Distribution of PACAP-Rho in the cortex of mice after intravenous (i.v.) administration of liposomes

Mice of mean 35 g were maintained in a temperature-controlled room at 24 °C, with 12-hours light/dark cycle and with free access to a standard rodent diet and water before experiments. Animals were randomly divided in 3 groups, each consisting of 5 mice. Unfuctionalized and gH625 functionalized liposomes loaded with 100 µM PACAP-Rho were intravenously injected in the tail vein (bolus of 150 μl). All liposome formulations contained the same lipid concentration and 0.9% saline solution were used as negative control. After 90 min from liposomal injection, all mice were intraperitoneally anesthesied at a letal dose of Ketamine (100 mg/kg) and Xylasine (10 mg/kg) solution. Mice were then intracardially perfused with 0.9% saline solution following by a 4% paraformaldehyde solution. Brains were then postfixed overnight at 4 °C with 4% paraformaldehyde. Then after 3 washes in PBS 1X, brains were prepared for light sheet fluorescence microscopy analysis.

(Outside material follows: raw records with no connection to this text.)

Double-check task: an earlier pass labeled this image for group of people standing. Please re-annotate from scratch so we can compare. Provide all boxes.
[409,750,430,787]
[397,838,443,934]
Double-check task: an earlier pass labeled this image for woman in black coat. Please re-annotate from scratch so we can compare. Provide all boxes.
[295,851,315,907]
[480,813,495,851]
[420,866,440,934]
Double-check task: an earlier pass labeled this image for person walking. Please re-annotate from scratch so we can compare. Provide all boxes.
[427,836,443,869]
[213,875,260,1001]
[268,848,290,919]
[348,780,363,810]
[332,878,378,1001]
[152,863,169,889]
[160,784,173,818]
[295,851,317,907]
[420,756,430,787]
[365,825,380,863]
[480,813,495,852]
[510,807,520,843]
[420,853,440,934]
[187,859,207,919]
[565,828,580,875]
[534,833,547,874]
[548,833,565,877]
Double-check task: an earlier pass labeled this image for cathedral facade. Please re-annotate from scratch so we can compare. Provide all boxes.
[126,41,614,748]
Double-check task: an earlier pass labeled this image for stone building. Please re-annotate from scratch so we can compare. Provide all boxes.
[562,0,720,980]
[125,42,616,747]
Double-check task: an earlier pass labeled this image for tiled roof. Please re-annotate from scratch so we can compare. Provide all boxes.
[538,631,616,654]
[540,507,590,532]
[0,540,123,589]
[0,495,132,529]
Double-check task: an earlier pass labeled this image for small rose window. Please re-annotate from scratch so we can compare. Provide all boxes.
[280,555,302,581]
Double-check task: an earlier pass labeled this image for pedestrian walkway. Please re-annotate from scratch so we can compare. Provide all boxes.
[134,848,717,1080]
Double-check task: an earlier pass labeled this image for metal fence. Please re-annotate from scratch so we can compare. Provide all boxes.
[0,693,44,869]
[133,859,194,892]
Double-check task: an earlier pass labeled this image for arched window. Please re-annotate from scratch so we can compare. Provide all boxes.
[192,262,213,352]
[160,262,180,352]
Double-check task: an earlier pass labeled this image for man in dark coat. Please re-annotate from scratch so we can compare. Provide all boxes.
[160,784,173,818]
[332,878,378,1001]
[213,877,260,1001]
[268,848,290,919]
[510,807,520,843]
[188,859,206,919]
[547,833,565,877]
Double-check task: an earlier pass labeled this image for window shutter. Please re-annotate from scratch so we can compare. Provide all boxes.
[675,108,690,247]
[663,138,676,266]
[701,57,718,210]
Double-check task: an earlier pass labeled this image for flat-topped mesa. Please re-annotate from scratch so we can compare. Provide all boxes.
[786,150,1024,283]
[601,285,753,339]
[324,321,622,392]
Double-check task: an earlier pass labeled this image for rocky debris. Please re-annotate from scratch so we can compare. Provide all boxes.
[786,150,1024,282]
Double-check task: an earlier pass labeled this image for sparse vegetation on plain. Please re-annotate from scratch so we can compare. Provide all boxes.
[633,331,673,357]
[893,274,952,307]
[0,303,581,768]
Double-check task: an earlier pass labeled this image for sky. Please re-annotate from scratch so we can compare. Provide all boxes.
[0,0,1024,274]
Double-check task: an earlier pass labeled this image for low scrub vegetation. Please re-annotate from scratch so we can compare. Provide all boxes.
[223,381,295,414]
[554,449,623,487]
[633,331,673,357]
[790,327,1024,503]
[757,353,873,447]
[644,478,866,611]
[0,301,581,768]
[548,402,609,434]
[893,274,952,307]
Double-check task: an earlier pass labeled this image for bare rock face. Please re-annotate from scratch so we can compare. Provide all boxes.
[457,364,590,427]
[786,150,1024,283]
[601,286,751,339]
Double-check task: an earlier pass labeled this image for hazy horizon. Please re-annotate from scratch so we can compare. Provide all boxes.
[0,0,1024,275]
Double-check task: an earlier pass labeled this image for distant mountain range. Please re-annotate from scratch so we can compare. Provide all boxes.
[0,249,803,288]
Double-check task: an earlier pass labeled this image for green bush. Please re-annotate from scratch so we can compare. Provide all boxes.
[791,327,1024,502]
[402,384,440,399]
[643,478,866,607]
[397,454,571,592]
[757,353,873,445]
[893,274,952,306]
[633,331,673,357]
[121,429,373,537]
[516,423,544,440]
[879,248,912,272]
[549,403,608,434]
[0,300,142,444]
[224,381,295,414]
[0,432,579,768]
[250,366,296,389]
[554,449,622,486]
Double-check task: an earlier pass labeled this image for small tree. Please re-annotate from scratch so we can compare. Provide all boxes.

Brain clearing and light sheet fluorescence microscopy analysis

For light sheet fluorescence analysis treated mouse brains were first dissected sagittally, and each part was dissected coronally approximately to 1.0 mm from Bregma (http://mouse.brain-map.org/). Samples were stained with Höechst for 4 hours and then cleared by ScaleA2 protocol, an urea-based solution that renders mouse brains transparent70. ScaleA2 solution was prepared using 4 M urea, 10% (wt/vol) glycerol and 0.1% (wt/vol) Triton X-100. After two weeks, samples were mounted in the Z1 Light Sheet Fluorescence Microscope (Zeiss) in the imaging chamber. Samples were overviewed and centered by led light illumination for acquisition of coronal stacks, and illuminated by λex 488 nm, λex 405 nm and λex 561 nm laser sources, respectively; corresponding fluorescence signals were detected through a 20X NA = 1.0 Zeiss water immersion objective and images captured by PCO.Edge sCMOS water cooled cameras. Raw data were acquired and analyzed by ZEN 2012 software (Zeiss); Eight-bit fluorescence image stacks were calibrated using Rodbard NIH Image optical density (O.D.) curve between 0 and 2,58 and then analysed with Fiji software;71 nuclei were counted in each volume stack using the ROI manager3D (v.3.92) and mean (the fluorescence of samples as average gray value within the sample) and integrated density (as the product of mean grey value of ROI and ROI area) evaluated on thresholded volume stacks to avoid background artifacts. To estimate the amount of PACAP-Rho that crossed the BBB, we considered the mean and the integrated density of specific ROIs: in detail, to evaluate the PACAP-Rho which reached the BBB without crossing it, the selected ROI was considered as the inside of the brain blood vessels (inbound), exclusively; then, on the non-zero thresholded volume stacks, an inversion of selected ROI was carried out to obtain the ROI where to calculate the amounts of PACAP-Rho that crossed the BBB (outbound), exclusively.

Statistical analysis

Data in vitro are expressed as mean ± SD and the statistical comparisons were carried out between the groups using two sample t-test assuming unequal variances. Data in vivo are expressed as mean ± SEM and one-way Anova with Bonferroni’s multiple comparison test was used for the experiments in mice. A significance value of at least P < 0.05 was accepted and considered as relevant.